Arrive alors le dossier de la SMAC de Bongraine, du nom de ce quartier non loin d'Aytré et du bord de mer. Une saga juridico-administrative qui va durer quelques années et qui s'achèvera, en 2006, par une victoire de militants écologistes qui n'ont guère de difficultés à faire capoter des dossiers aussi mal ficelés. "On s’est quand même pris un coup de massue", se rappelle Gilles Bayet, "après deux échecs, on avait peur qu’ils abandonnent. On voyait bien qu’on gênait, on avait déménagé deux fois, on était dans des préfabriqués avec des financements plutôt limites. Moi, j’ai fait huit ans d’emploi-jeune avec pas beaucoup de perspectives et l’avenir de Croche en Stock, il n’y en avait finalement que dans la possibilité d’un nouvel équipement".
Plus de salle à l'horizon et, comme partout en France, les caf-conç' qui ferment les uns après les autres après des plaintes de voisinage ; à la Rochelle vont suivre de bien trop longues années pas du tout rock'n'roll. En attendant des jours meilleurs, on réfléchit à trouver une solution intermédiaire. Miraculeusement, une drôle d'association constituée de notables de la ville, Démar, va apparaître dans le paysage et proposer d'organiser deux ou trois événements par an sous châpiteau qui auraient rassembler deux ou trois mille personnes. Il y a là le directeur du port, le président de l'université, le cercle des entreprises des Francofolies et les gérants de La Coursive, la scène nationale.

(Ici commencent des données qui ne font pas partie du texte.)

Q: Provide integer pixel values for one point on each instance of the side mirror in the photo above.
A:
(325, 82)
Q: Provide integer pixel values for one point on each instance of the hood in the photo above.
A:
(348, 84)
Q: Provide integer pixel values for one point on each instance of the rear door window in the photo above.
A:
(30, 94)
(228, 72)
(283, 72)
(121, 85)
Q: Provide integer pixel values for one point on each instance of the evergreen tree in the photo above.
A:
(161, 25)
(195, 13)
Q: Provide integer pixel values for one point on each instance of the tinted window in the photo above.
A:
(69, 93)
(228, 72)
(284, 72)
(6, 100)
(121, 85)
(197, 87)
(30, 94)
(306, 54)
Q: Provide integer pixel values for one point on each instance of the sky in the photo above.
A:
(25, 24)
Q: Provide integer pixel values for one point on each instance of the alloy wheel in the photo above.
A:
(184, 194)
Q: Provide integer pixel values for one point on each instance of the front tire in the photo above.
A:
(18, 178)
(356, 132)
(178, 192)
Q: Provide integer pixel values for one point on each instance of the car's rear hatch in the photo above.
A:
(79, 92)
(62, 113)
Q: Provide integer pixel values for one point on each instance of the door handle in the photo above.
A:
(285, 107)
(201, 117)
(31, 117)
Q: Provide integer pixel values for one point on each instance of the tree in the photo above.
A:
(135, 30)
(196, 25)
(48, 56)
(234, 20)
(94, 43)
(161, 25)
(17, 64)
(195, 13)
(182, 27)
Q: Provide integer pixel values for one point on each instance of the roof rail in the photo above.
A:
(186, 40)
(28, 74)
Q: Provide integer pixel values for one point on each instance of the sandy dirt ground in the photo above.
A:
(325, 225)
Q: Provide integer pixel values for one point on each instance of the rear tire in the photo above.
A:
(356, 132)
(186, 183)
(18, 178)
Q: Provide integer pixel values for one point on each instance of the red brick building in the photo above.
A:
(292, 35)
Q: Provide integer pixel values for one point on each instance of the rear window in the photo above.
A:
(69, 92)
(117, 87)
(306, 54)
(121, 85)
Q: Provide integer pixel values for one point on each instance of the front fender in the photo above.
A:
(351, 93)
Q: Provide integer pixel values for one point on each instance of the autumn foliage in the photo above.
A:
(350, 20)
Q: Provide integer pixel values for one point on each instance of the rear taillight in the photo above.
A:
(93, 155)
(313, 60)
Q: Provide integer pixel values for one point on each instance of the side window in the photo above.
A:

"Ils nous ont contactés pour s’adjoindre notre concours et apporter une réponse à l’annulation du dernier permis de construire. Mais, après quelques rendez-vous, on n’est pas tombé d’accord sur le principe. On s’est fritté", résume Gilles Bayet, "on ne voulait pas que ce projet sur les musiques qui entre guillemets étaient les nôtres soit géré par ces deux structures qu’étaient les Francos et la Coursive. On a prévenu la mairie que s’il partait sur la proposition de cette association, les gens qu’on représentait allait prendre ça pour de la provocation et ça allait être le feu. Finalement, ils nous ont écoutés et de ce collectif est né XLR".
Dans les locaux de "Croche en Stock", XLR est une nouvelle association qui, en réaction à cette impasse, va, en 2007, tenter de fédérer toutes les forces vives qui n'en peuvent plus d'attendre cette maudite salle des musiques actuelles. Dans un premier temps, ils vont chercher un bâtiment qui pourrait être mis à la disposition de tous les acteurs locaux qui se battaient pour organiser des concerts à droite à gauche. Il y a bien cet ancien bloc de béton désaffecté sur le port de La Pallice, mais il est alors inclut dans le domaine portuaire et le périmètre Seveso près d'une usine de stockage d'ammonitrate. Certains se souviennent y avoir passé quelques soirées illégales sur fond de techno. De la paléo-archéologie dans la génèse de La Sirène.
Finalement, faute de mieux, XLR va se transformer en diffuseur et, pendant trois ans, ils vont investir la maison Georges Brassens à Aytré. Cette structure municipale n'est pas vraiment conçue pour ce genre d'activité mais elle accueillera, pendant trois ans, entre 250 et 500 spectateurs pour voir les Wampas ou Ez3kiel. De bons souvenirs, mais il est temps de retourner vers La Pallice où une sirène pointe le bout de sa queue.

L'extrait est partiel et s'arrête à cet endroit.